A SHARED BRAIN FOR PEOPLE AND SOCIETY

ESG Mapper: Doing Well by Doing Good Consistently

Mission Statement


Our mission is to develop a user-friendly tool that filters out and labels the Environmental, Social, and Governance (ESG) statements from any PDF documents according to the Sustainability and Accounting Standards Board (SASB) materiality framework. In order to do so, we fine-tuned BERT models into a text filter to identify ESG-relevant texts, followed by SASB classifications at two levels (parent and child labels). The users will enjoy our tool directly on a web-based user interface (UI) that allows users to upload any PDF inputs, read a summary of SASB topics from the text, and view the distribution of SASB-labeled texts.

The Problem


Environmental, social, and governance (ESG) is a set of aspects, considered when investing in companies, that recommends taking environmental issues, social issues, and corporate governance issues into account. While there is a rising network of ESG ratings, they are inconsistent across reporting standards, rating agencies, and governance bodies. Recently, after examining six well-known ESG ratings, The Aggregation Confusion Project at MIT found that the scores of these ratings on the same companies often diverged. The major contributor to this problem is the Jingle-Jangle Fallacy, a term often used in information science (e.g., Larsen & Bong, 2016; Song et al., 2021) to describe the inconsistent use of terminologies and measurements across domains of information and knowledge. Specifically, the definitions and measures adopted by different ratings differ significantly and how they relate to each other remains quite unclear.
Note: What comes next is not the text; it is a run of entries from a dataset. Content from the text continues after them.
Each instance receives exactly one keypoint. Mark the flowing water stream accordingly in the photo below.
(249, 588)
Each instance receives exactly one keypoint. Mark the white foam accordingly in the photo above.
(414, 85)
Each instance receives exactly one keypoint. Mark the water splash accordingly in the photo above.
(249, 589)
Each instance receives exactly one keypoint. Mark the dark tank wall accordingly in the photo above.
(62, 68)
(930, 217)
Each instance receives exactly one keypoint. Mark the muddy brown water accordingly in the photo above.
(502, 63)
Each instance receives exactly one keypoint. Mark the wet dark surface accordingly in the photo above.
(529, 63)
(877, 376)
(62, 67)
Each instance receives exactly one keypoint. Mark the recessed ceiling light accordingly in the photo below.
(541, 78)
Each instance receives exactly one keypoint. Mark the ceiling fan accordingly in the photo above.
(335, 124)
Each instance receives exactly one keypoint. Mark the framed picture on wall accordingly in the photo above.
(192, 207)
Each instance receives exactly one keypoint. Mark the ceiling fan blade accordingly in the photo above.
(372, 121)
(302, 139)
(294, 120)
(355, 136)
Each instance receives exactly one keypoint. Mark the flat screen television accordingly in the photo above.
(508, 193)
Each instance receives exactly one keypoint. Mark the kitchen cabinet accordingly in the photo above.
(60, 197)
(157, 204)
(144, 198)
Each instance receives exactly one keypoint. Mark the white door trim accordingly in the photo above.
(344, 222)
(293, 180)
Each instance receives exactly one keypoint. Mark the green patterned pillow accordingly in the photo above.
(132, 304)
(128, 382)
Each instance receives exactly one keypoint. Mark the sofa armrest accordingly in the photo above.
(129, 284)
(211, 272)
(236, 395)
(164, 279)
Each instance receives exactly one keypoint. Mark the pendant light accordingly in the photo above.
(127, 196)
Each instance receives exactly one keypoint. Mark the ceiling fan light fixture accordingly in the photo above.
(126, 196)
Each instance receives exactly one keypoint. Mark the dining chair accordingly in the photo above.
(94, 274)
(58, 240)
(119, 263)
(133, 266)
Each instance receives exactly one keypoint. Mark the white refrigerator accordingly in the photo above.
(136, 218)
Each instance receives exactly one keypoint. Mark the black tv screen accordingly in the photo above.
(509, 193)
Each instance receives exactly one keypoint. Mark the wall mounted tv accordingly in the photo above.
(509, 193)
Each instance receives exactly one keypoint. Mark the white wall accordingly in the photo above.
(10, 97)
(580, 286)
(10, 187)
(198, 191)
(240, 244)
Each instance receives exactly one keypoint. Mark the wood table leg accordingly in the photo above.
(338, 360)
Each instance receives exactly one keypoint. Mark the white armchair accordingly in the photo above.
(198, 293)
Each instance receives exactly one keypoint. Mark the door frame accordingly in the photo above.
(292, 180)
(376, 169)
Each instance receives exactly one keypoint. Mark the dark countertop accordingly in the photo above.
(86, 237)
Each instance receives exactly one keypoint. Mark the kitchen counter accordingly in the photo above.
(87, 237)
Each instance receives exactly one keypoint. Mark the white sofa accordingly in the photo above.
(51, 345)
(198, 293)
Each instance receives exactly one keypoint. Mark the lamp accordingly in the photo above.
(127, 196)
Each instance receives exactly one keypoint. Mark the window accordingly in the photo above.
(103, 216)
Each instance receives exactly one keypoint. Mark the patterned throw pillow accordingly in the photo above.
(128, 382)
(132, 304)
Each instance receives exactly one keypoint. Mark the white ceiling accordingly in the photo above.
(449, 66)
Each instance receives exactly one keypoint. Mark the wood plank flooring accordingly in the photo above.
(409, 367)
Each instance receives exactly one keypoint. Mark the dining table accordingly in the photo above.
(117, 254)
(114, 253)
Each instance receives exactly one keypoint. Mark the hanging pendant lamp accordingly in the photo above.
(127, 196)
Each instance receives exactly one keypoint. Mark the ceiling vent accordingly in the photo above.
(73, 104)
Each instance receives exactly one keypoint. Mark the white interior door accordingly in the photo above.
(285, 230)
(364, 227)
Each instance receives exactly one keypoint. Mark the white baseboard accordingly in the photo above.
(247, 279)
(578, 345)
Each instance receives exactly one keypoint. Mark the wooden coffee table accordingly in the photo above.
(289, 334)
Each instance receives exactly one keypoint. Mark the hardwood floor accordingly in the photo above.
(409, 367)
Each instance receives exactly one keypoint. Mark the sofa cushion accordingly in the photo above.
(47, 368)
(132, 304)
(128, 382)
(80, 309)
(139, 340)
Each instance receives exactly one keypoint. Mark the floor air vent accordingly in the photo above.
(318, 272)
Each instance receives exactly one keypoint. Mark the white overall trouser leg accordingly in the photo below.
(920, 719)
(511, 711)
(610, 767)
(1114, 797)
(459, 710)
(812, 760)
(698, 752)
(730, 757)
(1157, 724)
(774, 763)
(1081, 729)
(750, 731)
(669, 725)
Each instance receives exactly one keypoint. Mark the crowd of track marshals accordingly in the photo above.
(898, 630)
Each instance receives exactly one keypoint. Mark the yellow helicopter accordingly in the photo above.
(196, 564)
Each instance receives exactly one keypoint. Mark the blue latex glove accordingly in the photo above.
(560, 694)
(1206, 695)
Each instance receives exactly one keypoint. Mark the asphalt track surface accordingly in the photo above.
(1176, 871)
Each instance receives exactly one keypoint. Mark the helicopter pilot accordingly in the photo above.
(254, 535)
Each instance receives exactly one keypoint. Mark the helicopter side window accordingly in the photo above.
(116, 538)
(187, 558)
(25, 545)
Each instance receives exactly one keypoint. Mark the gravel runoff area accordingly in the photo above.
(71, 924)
The Jingle-Jangle Fallacy in the ESG rating industry is problematic for a few reasons.

First, it makes it difficult if not impossible to compare ratings across standards. As a consequence, it leaves companies much leeway for questionable practices to selectively report some measures from a rating in favor of their position and hide others where firms may be at a disadvantage. Second, it makes it costly for analysts to compare and synthesize the findings about the impact of ESG dimensions, from trade-offs among stakeholder interests to long-term economic value.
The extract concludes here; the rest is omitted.